A expectativa social na construção da subjetividade feminina

Aissa Almeida
Sementes Coletivas
Published in
3 min readMay 20, 2023

A feminilidade diz respeito a um conjunto de crenças, valores e comportamentos associados às mulheres, como fragilidade, submissão, dependência, passividade e emotividade. Reforçada pela socialização de gênero, que ensina as mulheres a se secundarizar e satisfazerem os desejos alheios, ela é uma estratégia patriarcal que conforma as mulheres em seus papéis sexuais, com a finalidade de manter a relação de dominação e exploração estabelecida entre os gêneros.

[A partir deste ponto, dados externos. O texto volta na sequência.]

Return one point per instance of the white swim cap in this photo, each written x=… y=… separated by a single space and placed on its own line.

A socialização feminina é um processo que começa desde cedo. Desde a infância, as meninas são ensinadas a se sujeitar, sendo doces, delicadas e submissas, enquanto os meninos são incentivados à dominação, com o exercício da força, agressividade e assertividade. Lina Meruane, em seu livro “Contra os filhos”, no qual debate sobre modelos de família e maternidade, aponta que:

“{…} a boneca nos braços não é nada inocente: “Ao dar uma boneca de presente a uma menina se está dando, por acréscimo, sua maternidade”, adverte a escritora chilena Diamela Eltit. “Ao dar presente a um menino um carrinho o que se dá é sua capacidade de dirigir. A capacidade de continuar um caminho e encabeça-lo.” Quem não puder dirigir, deverá ser dirigido, e as mulheres são empurradas a seu destino materno” (MERUANE, 2018, p.19)

Consequentemente, é esperado das mulheres que sejam responsáveis pelo cuidado da casa e dos filhos, mesmo quando trabalham fora. Elas são vistas como responsáveis pelo bem-estar emocional da família e são frequentemente julgadas por sua aparência e comportamentos, enquanto os homens são avaliados majoritariamente por suas conquistas profissionais.

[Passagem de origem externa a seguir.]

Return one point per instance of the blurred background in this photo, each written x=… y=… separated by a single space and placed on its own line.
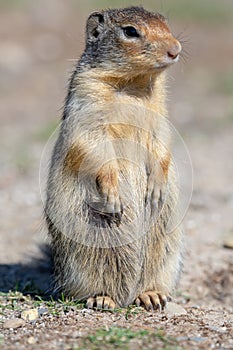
x=39 y=44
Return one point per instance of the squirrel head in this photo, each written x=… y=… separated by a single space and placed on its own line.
x=130 y=41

Ou seja, as mulheres têm sua subjetividade apoiada no dispositivo amoroso e materno; enquanto os homens, tem sua individualidade baseada no dispositivo de eficácia. A base do dispositivo materno é o “heterocentramento”, pedagogia afetiva que ensina as meninas que devem priorizar os desejos, necessidades e anseios dos outros, em detrimento dos próprios. Ou seja, são vistas e se veem como cuidadoras natas e cuidam muito mais dos outros do que de si mesmas. (ZANELLO, 2016, 2018, 2022).

Em vista disso, o dispositivo materno, conjunto de ideias, valores e expectativas que enfatizam o papel das mulheres como cuidadoras, nutrizes e protetoras, aponta que as meninas e mulheres precisam, sempre, estar disponíveis para cuidar e acolher os outros, sejam familiares, amigos, parceiros, filhos ou, até mesmo, colegas de trabalho e, consequentemente, reforça a ideia de que o cuidado é uma obrigação natural e inquestionável das mulheres.

A explicação tradicionalista sobre a maternidade, por exemplo, tem sua base na capacidade reprodutiva feminina. Ela afirma que essa é a maior meta da vida das mulheres, considerando como desviantes todas as mulheres que não querem ter filhos. Essa visão determinista, com bases biológicas, existe desde a Idade da Pedra e se baseia na noção de “superioridade” natural do homem. Consequentemente, o serviço materno obrigatório é visto como única contribuição cívica da mulher. (LERNER, 2019; MERUANE, 2018)

Referências:

LERNER, Gerda. A criação do patriarcado. História da opressão das mulheres pelos homens. São Paulo: Cultrix, 2019.

MARUANE, L. Contra os filhos. 1ª ed. São Paulo: Editora Todavia, 2018.

ZANELLO, Valeska Saúde mental, gênero e dispositivos. In: DIMENSTEIN M.; LEITE, J.; MACEDO, J. P.; DANTAS, C. (org). Condições de vida e saúde mental em assentamentos rurais. 1. ed. São Paulo: Intermeios Cultural, 2016, p. 23–43

ZANELLO, V. Saúde mental, gênero e dispositivos. Cultura e processos de subjetivação. Curitiba: Appris, 2018

ZANELLO, Va. A prateleira do amor: sobre mulheres, homens e relações. 1. ed. Curitiba: Appris, 2022. 144 p.